L’ambiente di Miami va oltre l’odio verso Fidel Castro e arriva fino ai cittadini che vivono sull’isola. 
Nel maggior giornale della città appaiono diatribe assicurando che qualunque accerchiamento “deve essere costruito dai cubani stessi all’interno”.

Coloro che vengono descritti come “quelli che hanno accettato tutto, che hanno collaborato con tutto, quelli che denunciavano i loro compatrioti, quelli che da 50 anni riempiono la piazza di Fidel e applaudono annusandogli il culo”.

Però sembra che per Washington non fosse sufficiente l’ambiente naturale della città, così decisero che il loro apparato d’informazione ufficiale “bruciasse” centinaia di migliaia di dollari per infiammarlo ancor di più e creare un incendio di grandi proporzioni attraverso la stampa.

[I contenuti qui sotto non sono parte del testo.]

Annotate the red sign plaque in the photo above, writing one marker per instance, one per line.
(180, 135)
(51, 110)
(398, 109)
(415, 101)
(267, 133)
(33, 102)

Nel mezzo di questo ambiente Gerardo Hernandez (nella foto) fù condannato a due ergastoli, per poter garantire che resterà dietro le sbarre anche se dovesse reincarnarsi in un’altra vita.
Adesso la sua difesa reclama un giudizio giusto, in una città senza pregiudizi, senza pressioni del governo né campagne stampa.

Il tema preoccupa anche le Nazioni Unite perché come ha affermato l’avvocato statunitense Martin Garbus “ogni dollaro per ogni articolo, immagine o programma radio televisivo che si è speso in questo piano segreto, ha violato l’integrità del giudizio”.